Quoi qu’il en soit, depuis cette époque, et même après la catastrophe qui étouffa l’insurrection, les royalistes du pays entre Vannes et Redon s’accoutumèrent à regarder M. de Graives comme le trésorier du parti. Trop vieux pour combattre de sa personne, et connu de tous pour un de ces derniers types de loyauté chevaleresque, égarés dans cet âge de fer, M. de Graives était l’homme qu’il fallait aux serviteurs du roi. Dévoué jusqu’à l’héroïsme et tenant à suprême honneur la confiance de ses frères en croyance, il avait plus d’une fois fait serment de mourir avant de rendre le dépôt laissé entre ses mains. Ce dépôt, notablement diminué par la déchéance des billets de caisse, restait néanmoins considérable, à cause du diamant dont la trop grande valeur avait empêché la vente jusqu’alors.
Les proverbes ne mentent guère, et il y a un proverbe qui dit : Abondance de bien nuit. M. le marquis de Graives dépensa trop de courage dans une circonstance où la plus simple prudence eût été préférable. Il aurait dû, dès les premières alarmes, aviser les insurgés de Ploërmel, et se décharger de sa responsabilité ; mais cette responsabilité lui était chère, parce qu’elle portait en elle un péril, et que, grâce à elle, il y avait chance de mourir pour le roi. Lorsqu’il apprit les rumeurs qui se répandaient dans les villes environnantes, il ressentit un mouvement qui ressemblait fort à de la joie, et répéta son serment au fond de son cœur. Durant la nuit, il descendit à la cachette dont lui seul, avec ses deux fils, connaissait le secret chemin, fit tranquillement ses préparatifs, et attendit des nouvelles des bleus en lisant son vieux livre d’Heures. Ce qu’il avait prévu ne manqua pas d’arriver. Seulement il y eut luxe d’assaillants. On avait flairé le trésor à Vannes et à Redon : on vint à la fois de Redon et de Vannes. Le coffret que M. le marquis de Graives avait rapporté sous son bras contenait le diamant de Condé, les papiers de l’association, et un morceau de la vraie croix, relique de famille que le vieux seigneur eût livrée aux profanes aussi peu volontiers que le trésor lui-même.

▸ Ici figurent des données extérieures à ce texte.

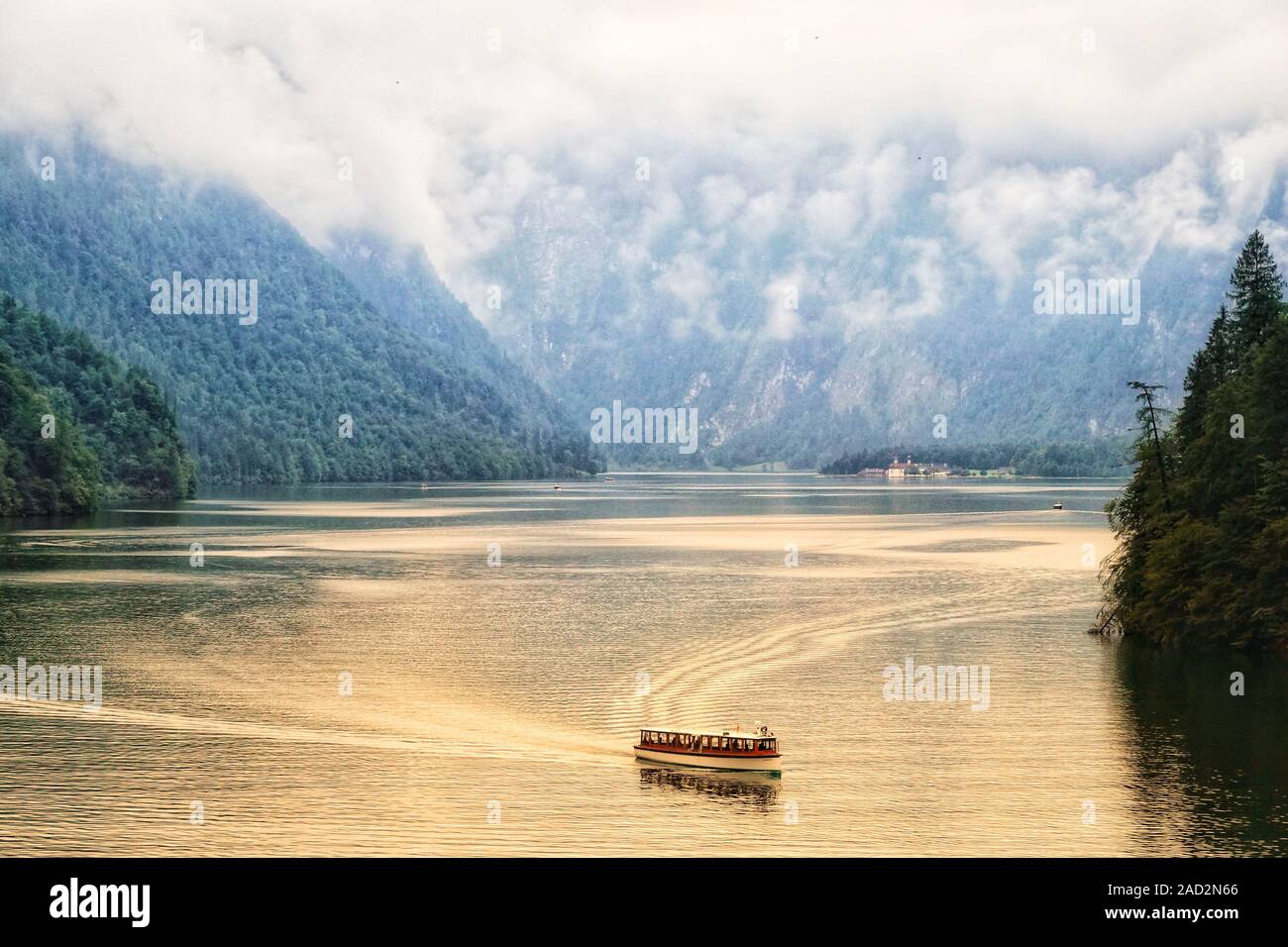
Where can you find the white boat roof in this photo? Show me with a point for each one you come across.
(742, 735)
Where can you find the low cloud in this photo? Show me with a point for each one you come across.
(798, 140)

Entre nos deux reclus, la nuit se passa silencieuse et triste. L’enfant se réveillait de temps en temps ; il avait froid. Mme de Thélouars le regardait alors avec des yeux désolés, et songeait à son mari.
– S’il savait où nous sommes ! pensait-elle.
Mais ces mots étaient seulement une plainte, et non point l’expression d’un espoir. La plus folle imagination n’aurait pu concevoir désormais un moyen de communiquer avec les insurgés de Ploërmel. Une heure auparavant, la chose était possible. Un mot prononcé par le vieux seigneur eût transformé ses serviteurs en autant d’émissaires, mais ce mot, il ne l’avait point voulu prononcer. Son dévouement, dépassant l’héroïsme pour arriver à la monomanie, prétendait obstinément au martyre.
Cette pensée de martyre, caressée peut-être pendant de longs mois, trônait despotiquement dans son esprit. Trop tyrannique pour être lucide, elle mettait dans l’ombre tout raisonnement. M. de Graives ne voyait pas, ou ne voulait pas voir qu’il faut un but à tout sacrifice, et que le martyre inutile n’est qu’une sublime erreur ; mais Dieu nous garde d’un blâme inopportun contre de telles faiblesses ! Elles sont trop rares pour être dangereuses, et ce n’est pas notre époque qui a besoin d’un frein pour modérer l’exagération des instincts généreux. M. de Graives, et c’est ce que nous avons voulu établir, se croyait donc obligé d’honneur à mourir auprès du dépôt confié. Qu’il se trompât ou non, il pensait être à son poste et remplir un étroit devoir.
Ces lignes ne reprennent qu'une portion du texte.